Comment ne pas l’être alors que notre simple identité sexuelle justifie que nous soyons moins payées, moins promues, moins représentées dans les hautes sphères politiques, économiques ou culturelles? Et je regrette souvent qu’on ne pose cette question qu’aux femmes.
On me demande si je suis féministe en sous entendant: «est ce que le sort de vos sœurs vous importent?». Mais pourquoi pose-t-on si rarement cette question aux hommes? Pourquoi ne parle-t-on pas avec eux du sort des femmes? Car j’en connais des hommes qui auraient des choses à dire sur ce sujet! Des hommes courageux qui défendent la dignité des femmes et leur droit à investir l’espace public sans être constamment harcelées.

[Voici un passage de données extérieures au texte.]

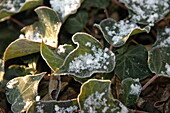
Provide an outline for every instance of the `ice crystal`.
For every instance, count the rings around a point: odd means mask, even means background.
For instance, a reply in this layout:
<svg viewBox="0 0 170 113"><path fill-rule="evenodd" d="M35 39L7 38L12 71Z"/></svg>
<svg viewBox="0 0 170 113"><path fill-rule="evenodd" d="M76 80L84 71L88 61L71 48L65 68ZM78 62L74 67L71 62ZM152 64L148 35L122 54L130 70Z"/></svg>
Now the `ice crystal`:
<svg viewBox="0 0 170 113"><path fill-rule="evenodd" d="M55 113L74 113L77 111L78 107L77 106L69 106L67 108L64 107L59 107L58 105L55 105Z"/></svg>
<svg viewBox="0 0 170 113"><path fill-rule="evenodd" d="M138 85L138 84L132 84L130 86L131 88L131 91L130 91L130 94L134 94L134 95L137 95L140 93L140 89L141 89L141 86Z"/></svg>

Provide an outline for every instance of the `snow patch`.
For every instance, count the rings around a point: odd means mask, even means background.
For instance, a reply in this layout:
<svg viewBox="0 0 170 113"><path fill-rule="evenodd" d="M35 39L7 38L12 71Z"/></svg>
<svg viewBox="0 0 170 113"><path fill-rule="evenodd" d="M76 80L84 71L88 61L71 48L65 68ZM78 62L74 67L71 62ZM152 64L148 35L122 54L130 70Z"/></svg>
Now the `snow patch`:
<svg viewBox="0 0 170 113"><path fill-rule="evenodd" d="M58 54L65 53L66 49L64 48L65 45L59 45L58 47Z"/></svg>
<svg viewBox="0 0 170 113"><path fill-rule="evenodd" d="M168 63L166 63L165 68L166 68L166 73L170 75L170 65Z"/></svg>
<svg viewBox="0 0 170 113"><path fill-rule="evenodd" d="M132 95L138 95L139 93L140 93L140 89L141 89L141 86L140 85L138 85L138 84L132 84L131 86L130 86L130 88L131 88L131 91L130 91L130 93L129 94L132 94Z"/></svg>
<svg viewBox="0 0 170 113"><path fill-rule="evenodd" d="M14 88L14 85L19 83L17 79L12 79L10 80L8 83L7 83L7 88L8 89L13 89Z"/></svg>
<svg viewBox="0 0 170 113"><path fill-rule="evenodd" d="M55 113L74 113L77 111L78 107L77 106L69 106L67 108L64 107L59 107L58 105L55 105Z"/></svg>

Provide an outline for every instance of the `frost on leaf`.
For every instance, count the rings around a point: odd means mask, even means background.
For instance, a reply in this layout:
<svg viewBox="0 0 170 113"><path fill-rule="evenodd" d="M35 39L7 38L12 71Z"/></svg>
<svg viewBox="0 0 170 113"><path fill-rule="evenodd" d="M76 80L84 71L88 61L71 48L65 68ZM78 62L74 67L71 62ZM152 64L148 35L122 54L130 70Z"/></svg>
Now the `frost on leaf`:
<svg viewBox="0 0 170 113"><path fill-rule="evenodd" d="M169 0L119 0L130 10L131 20L136 23L153 25L170 11Z"/></svg>
<svg viewBox="0 0 170 113"><path fill-rule="evenodd" d="M144 46L129 46L127 50L116 57L115 73L120 79L139 78L151 76L147 67L148 52Z"/></svg>
<svg viewBox="0 0 170 113"><path fill-rule="evenodd" d="M4 79L4 61L0 59L0 84Z"/></svg>
<svg viewBox="0 0 170 113"><path fill-rule="evenodd" d="M70 14L77 12L83 0L50 0L51 7L57 11L62 20L65 20Z"/></svg>
<svg viewBox="0 0 170 113"><path fill-rule="evenodd" d="M153 73L170 76L170 27L158 29L157 41L149 53L148 63Z"/></svg>
<svg viewBox="0 0 170 113"><path fill-rule="evenodd" d="M76 99L68 101L37 101L29 109L31 113L76 113L79 109Z"/></svg>
<svg viewBox="0 0 170 113"><path fill-rule="evenodd" d="M38 95L38 84L45 73L26 75L10 80L6 85L6 96L14 113L26 111Z"/></svg>
<svg viewBox="0 0 170 113"><path fill-rule="evenodd" d="M52 70L63 65L66 56L74 49L71 45L60 45L58 48L50 48L44 43L41 44L41 55Z"/></svg>
<svg viewBox="0 0 170 113"><path fill-rule="evenodd" d="M123 103L127 106L133 105L139 98L141 84L139 79L127 78L122 81Z"/></svg>
<svg viewBox="0 0 170 113"><path fill-rule="evenodd" d="M109 18L102 20L99 25L96 25L104 35L107 42L115 47L120 47L126 43L129 36L149 32L150 28L140 28L137 24L129 20L115 20Z"/></svg>
<svg viewBox="0 0 170 113"><path fill-rule="evenodd" d="M76 77L89 77L93 73L111 72L115 66L115 55L108 48L86 33L76 33L73 42L77 44L65 59L57 74L71 74Z"/></svg>
<svg viewBox="0 0 170 113"><path fill-rule="evenodd" d="M78 96L80 108L85 113L128 113L129 110L114 99L111 81L91 79L83 84Z"/></svg>
<svg viewBox="0 0 170 113"><path fill-rule="evenodd" d="M42 4L42 0L1 0L0 19Z"/></svg>

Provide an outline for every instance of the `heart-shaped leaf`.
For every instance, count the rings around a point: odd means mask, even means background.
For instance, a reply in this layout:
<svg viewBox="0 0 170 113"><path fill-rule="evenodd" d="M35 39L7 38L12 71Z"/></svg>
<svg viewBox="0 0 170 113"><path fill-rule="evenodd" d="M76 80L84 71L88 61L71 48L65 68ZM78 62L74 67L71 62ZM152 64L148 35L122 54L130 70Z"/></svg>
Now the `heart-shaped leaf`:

Je me souviens qu’en Egypte par exemple, j’avais interviewé des hommes qui avaient créé une association pour venir en aide aux femmes harcelées dans la rue. Ils faisaient rempart dans les transports en commun ou alors jetaient de la peinture sur celui qui agressait une fille dans la rue. En Inde, le même type d’associations existe.
Il faut parler de féminisme avec les hommes ; il faut qu’ils soient pleinement conscients de l’immense et fondamental travail à accomplir. Il faut, surtout, qu’ils élèvent leurs petits garçons et leurs petites filles avec ce profond souci d’égalité. Apprendre à leur garçon qu’il peut être autre chose qu’un dominant ou un prédateur. Dire à leur fille qu’elles n’ont pas à être des proies, à se taire ou à raser les murs. Cette révolution culturelle se fera avec les hommes, j’en suis convaincue. Alors, féministe?